Is there a fish finder (not a portable kind) I can mount in my yak that takes AA batteries and is of good quality? I did a search but nothing came up. It would be much easier for me to use rechargeable AA or AAA batteries. Using a 12v just requires more space, one more thing to transport and weigh my kayak down, and more wires.


----------



## Snakecharmer (Apr 9, 2008)

You could rig up something using 12 volts worth of AA batteries. They might give you an hour of fishing not sure on the amp output. I 'd look into a 12 volt motorcycle battery if you are worried about weight.


----------



## KTkiff (Jul 30, 2004)

This is a dumb question but there aren't fish finders that you can't just put the batteries in?


----------



## Snakecharmer (Apr 9, 2008)

KTkiff said:


> This is a dumb question but there aren't fish finders that you can't just put the batteries in?


Yea...Look at fishin buddies... 6AA batteries

http://www.cabelas.com/product/Humm...t=fishfinder&WTz_l=Header;Search-All+Products


----------



## inrll (Apr 6, 2012)

Yes most of the lower end, gray scale, fish finders will run on AA batteries. I believe the Humminbird PiranhaMAX series will all run on AA's. Google search it and you'll find what your looking for. I know a few years back there was a post every other day on Kayak Bass Fishing about it.

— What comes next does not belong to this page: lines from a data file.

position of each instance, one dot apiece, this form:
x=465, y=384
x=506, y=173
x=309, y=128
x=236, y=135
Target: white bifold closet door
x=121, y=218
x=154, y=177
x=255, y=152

I use a 12v deer feeder battery from BPS and it will run my FF for 5 or 6 fishing trips before needing a recharge. Its about 3/4 the size of a brick and weighs around 4lbs I would guess.


----------



## rminerd (Nov 25, 2013)

There are small portable ones that display on a wrist watch


----------



## KTkiff (Jul 30, 2004)

rminerd said:


> There are small portable ones that display on a wrist watch


I have had those before, they are pretty good for shore fisherman. But when you are moving they aren't very accurate.


----------



## rminerd (Nov 25, 2013)

I used it mainly for perching on erie


----------



## DC9781 (Apr 3, 2009)

I use a "AA" battery pack (8 rechargeable batteries) inside a dry box. Got the wire and pack from RadioShack for ~5.00. Used Lexel to seal the wire coming out. Works like a champ to power my fish finder. Mine doesn't require much draw from the batteries so it lasts a good while.


----------



## Jmsteele187 (Dec 22, 2011)

A 12v SLA battery would definitely be the way to go. They're relatively small, won't add too much weight and will last far longer than rechargeable AA's. To get the most life out of them, recharge after each use. They don't have the memory issues that other rechargeable batteries have, so regular charging doesn't have an adverse effect on the battery.


----------